Les appels à la résistance et à marcher vers la place Taksim d'Istanbul lancés depuis six jours par les manifestants turcs ont réveillé le pire cauchemar du président Recep Tayyip Erdogan : le mouvement de contestation de Gezi, en 2013.

La fronde était partie de la mobilisation d'un petit noyau de militants écologistes contre un projet qui aurait détruit le parc stambouliote de Gezi, adjacent à la place Taksim, avant de se muer en une contestation plus large contre M. Erdogan, alors Premier ministre.

Pendant des semaines, plusieurs millions de personnes au total étaient descendues dans les rues du pays. Les heurts entre policiers et manifestants avaient fait huit morts et des milliers de blessés.

Le mouvement, durement réprimé, a fini par s'essouffler, mais son impact fut immense.

Depuis, les autorités interdisent tout rassemblement sur la vaste place Taksim, bouclée par la police depuis le début mercredi des manifestations déclenchées par l'arrestation du populaire maire d'opposition d'Istanbul, Ekrem Imamoglu, principal rival du président Erdogan.

"Taksim partout"

L'interdiction de rassemblement dans toute la ville, en vigueur depuis, n'a pas découragé les manifestants, souvent jeunes, qui se pressent par dizaines de milliers chaque soir devant la mairie d'Istanbul.

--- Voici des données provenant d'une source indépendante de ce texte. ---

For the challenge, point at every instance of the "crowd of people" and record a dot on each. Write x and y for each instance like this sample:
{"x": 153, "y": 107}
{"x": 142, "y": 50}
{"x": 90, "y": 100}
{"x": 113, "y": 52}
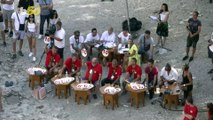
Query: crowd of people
{"x": 22, "y": 24}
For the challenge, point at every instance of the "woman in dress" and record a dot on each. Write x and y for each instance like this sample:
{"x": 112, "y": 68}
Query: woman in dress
{"x": 187, "y": 84}
{"x": 133, "y": 51}
{"x": 31, "y": 30}
{"x": 162, "y": 28}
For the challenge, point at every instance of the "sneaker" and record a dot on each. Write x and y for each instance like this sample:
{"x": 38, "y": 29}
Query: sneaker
{"x": 94, "y": 96}
{"x": 6, "y": 31}
{"x": 185, "y": 58}
{"x": 31, "y": 54}
{"x": 20, "y": 53}
{"x": 11, "y": 34}
{"x": 14, "y": 56}
{"x": 210, "y": 71}
{"x": 40, "y": 36}
{"x": 190, "y": 59}
{"x": 34, "y": 59}
{"x": 4, "y": 44}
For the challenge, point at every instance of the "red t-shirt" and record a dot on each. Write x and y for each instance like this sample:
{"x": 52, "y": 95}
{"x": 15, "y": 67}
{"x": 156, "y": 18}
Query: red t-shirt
{"x": 51, "y": 59}
{"x": 191, "y": 110}
{"x": 97, "y": 70}
{"x": 151, "y": 73}
{"x": 113, "y": 73}
{"x": 136, "y": 70}
{"x": 72, "y": 65}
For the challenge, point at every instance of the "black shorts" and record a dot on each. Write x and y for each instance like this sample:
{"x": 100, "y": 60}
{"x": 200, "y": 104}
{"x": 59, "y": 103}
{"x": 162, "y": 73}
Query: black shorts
{"x": 192, "y": 42}
{"x": 61, "y": 52}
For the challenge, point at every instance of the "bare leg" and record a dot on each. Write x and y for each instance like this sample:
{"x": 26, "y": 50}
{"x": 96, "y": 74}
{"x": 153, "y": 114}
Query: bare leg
{"x": 14, "y": 46}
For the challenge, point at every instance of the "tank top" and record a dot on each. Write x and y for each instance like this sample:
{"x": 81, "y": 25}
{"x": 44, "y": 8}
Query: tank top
{"x": 31, "y": 27}
{"x": 186, "y": 81}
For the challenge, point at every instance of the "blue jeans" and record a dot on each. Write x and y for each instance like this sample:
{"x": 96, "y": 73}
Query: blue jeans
{"x": 43, "y": 18}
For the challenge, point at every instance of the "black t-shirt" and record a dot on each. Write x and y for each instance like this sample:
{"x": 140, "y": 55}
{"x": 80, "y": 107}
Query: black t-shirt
{"x": 25, "y": 3}
{"x": 193, "y": 25}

Les références au mouvement de Gezi sont omniprésentes : "Taksim partout, résistance partout !", scandent chaque soir des manifestants, reprenant un slogan de 2013.

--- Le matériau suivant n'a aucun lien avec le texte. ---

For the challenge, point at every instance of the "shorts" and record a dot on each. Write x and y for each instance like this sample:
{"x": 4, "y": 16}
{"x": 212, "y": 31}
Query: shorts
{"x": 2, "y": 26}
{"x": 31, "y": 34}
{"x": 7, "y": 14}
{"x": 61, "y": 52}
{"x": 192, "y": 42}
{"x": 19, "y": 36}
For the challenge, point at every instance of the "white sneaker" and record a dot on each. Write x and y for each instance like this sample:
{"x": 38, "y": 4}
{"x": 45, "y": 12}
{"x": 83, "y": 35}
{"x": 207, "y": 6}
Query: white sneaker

"Özgür, conduis-nous à Taksim !", ont imploré des manifestants en s'adressant au chef du principal parti d'opposition, Özgür Özel, qui appelle chaque soir la foule à converger vers l'hôtel de ville.

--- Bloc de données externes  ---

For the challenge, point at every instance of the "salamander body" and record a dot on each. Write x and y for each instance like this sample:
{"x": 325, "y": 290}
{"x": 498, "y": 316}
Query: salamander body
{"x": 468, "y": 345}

La police, déployée en masse, a durci le ton face aux manifestants tentant de marcher vers Taksim en défi au président Erdogan.

La contestation de 2013 "a très certainement contribué à sa paranoïa (du président Erdogan, NDLR) à l'égard des manifestations", juge Aaron Stein, directeur du Foreign Policy Research Institute, aux États-Unis, pour qui le chef de l'État turc veut tout faire pour empêcher les manifestations actuelles de gagner encore en ampleur.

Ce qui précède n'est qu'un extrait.